The authors thank the editor and the two reviewers for this second round of review. We provide a brief response below.
Reviewer 1 (Erjia Yan)
The revision improves the manuscript by clarifying that SASCA-ReS is intended as an idealized, exploratory model rather than a realistic representation of citation behavior. One additional comment is that even for exploratory models, the authors should discuss why the selected mechanisms are sufficient for studying large-scale citation-network evolution. The authors should also discuss how their approach can be “tuned to recency patterns of different fields“.
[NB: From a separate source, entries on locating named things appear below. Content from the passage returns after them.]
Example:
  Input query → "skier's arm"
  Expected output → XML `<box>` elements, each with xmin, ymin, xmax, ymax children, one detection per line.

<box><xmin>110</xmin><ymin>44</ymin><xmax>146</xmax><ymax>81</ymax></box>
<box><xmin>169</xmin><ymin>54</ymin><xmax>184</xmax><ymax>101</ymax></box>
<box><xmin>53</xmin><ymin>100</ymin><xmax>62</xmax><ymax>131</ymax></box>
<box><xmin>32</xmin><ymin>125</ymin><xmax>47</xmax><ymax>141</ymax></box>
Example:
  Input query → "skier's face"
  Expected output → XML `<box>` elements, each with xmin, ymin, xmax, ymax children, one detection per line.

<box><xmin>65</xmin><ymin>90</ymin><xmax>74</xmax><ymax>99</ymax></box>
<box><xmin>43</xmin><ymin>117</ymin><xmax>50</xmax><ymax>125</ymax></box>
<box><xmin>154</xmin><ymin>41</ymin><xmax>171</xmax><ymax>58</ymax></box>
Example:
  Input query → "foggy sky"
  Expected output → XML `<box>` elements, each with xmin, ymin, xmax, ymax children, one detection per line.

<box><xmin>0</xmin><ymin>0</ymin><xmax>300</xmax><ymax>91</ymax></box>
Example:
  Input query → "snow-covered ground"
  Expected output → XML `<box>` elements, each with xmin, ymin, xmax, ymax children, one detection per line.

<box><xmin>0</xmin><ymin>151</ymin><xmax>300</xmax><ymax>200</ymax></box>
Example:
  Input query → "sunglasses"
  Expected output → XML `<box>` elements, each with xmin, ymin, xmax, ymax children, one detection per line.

Thank you, we are pleased that the reviewer views the revision as improved. We comment that idealism and realism are not mutually exclusive and that more than one opinion likely exists on the subject of what qualifies as adequately realistic. The choice of preferential attachment, recency, fitness, and locality as variables was based on our interpretation of prior work that is referenced in the Introduction. Whether additional variables would be useful is an interesting question.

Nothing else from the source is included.